- Born: 27 November 1871 Ollur, Thrissur, Kerala
- Died: 26 May 1925 (aged 53) Thrissur, Kerala, India
- Occupations: Film distribution, businessman
- Known for: Jose Electrical Bioscope

= Kattukkaran Varunny Joseph =

Indian film distribution executive

Kattukkaran Varunny Joseph (also known as Jose Kattookkaran and shortly, Kattukkaran Varunny) who is known as "Father of Malayalam cinema and theatre industry" was an industrialist who established the former film exhibiting company in Kerala named Royal Exhibitors. He started Jos Theatre in Thrissur which is the first permanent theatre in Kerala and Davison Theatre in Kozhikode under Royal Exhibitors. He had established the first electrically operated film projector Jose Electrical Bioscope at Ollur, Thrissur city in 1913.

==Early life==
Varunny was born on 26 November 1871 in Ollur a suburban area of Thrissur, Kerala, India. He died on 26 May 1925.
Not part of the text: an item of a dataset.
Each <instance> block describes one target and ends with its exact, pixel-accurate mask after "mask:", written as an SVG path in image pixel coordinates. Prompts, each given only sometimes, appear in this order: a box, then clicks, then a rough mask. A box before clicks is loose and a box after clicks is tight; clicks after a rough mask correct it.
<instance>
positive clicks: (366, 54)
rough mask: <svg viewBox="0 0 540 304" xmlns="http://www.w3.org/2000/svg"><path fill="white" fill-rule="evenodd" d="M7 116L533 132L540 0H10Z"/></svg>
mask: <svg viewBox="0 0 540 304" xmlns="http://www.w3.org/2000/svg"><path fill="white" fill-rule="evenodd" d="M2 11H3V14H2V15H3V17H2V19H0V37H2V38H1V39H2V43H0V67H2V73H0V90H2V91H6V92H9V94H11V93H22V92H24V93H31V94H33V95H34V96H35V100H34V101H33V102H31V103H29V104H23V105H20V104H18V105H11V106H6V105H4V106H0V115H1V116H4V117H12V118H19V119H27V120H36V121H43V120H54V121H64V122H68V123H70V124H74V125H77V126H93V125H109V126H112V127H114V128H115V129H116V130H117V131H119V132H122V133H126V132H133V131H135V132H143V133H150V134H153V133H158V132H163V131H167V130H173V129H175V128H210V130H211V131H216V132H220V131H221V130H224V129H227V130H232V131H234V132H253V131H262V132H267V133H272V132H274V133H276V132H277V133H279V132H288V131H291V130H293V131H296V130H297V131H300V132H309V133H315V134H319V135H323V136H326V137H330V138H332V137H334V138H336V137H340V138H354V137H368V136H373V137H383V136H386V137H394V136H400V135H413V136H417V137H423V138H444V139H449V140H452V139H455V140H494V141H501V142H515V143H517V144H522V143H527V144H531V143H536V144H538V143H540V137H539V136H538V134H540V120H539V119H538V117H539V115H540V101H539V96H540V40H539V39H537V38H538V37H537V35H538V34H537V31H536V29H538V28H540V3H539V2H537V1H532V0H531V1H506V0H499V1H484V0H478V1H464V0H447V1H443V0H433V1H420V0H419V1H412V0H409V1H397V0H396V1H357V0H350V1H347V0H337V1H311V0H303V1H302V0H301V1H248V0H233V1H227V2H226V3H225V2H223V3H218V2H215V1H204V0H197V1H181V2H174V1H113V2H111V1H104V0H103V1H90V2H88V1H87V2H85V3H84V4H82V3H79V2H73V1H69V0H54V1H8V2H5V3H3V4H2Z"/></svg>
==History of film exhibition==
Varunny purchased the first projector and a few movies from railway officer Vincent Paul who bought the setup from a French exhibitor, and had the first showcase in Thrissur, under the banner Jose Bioscope In early 1907. His first exhibition was in Thekkinkadu Maidan in connection with the Thrissur Pooram at the same year. He used a manual projector and a tent that could fit around hundred people at a time, showcasing videos of blooming flowers, horse races and the life of Christ with unrelated narrations that nevertheless astounded the crowd. He toured all of south India with his Jose Bioscope and eventually established the first electrically operated film projection named Jose Electrical Bioscope, with the advent of electricity, in 1913. An unprecedented disaster struck when he lost his bioscope to a storm, when sailing from Mangalore after an exhibition. Not one to give up, K V Joseph founded Royal Exhibitors Company, in partnership with a few others. He also eventually founded Babysun Talkies, laying the foundation for film exhibition in Kerala.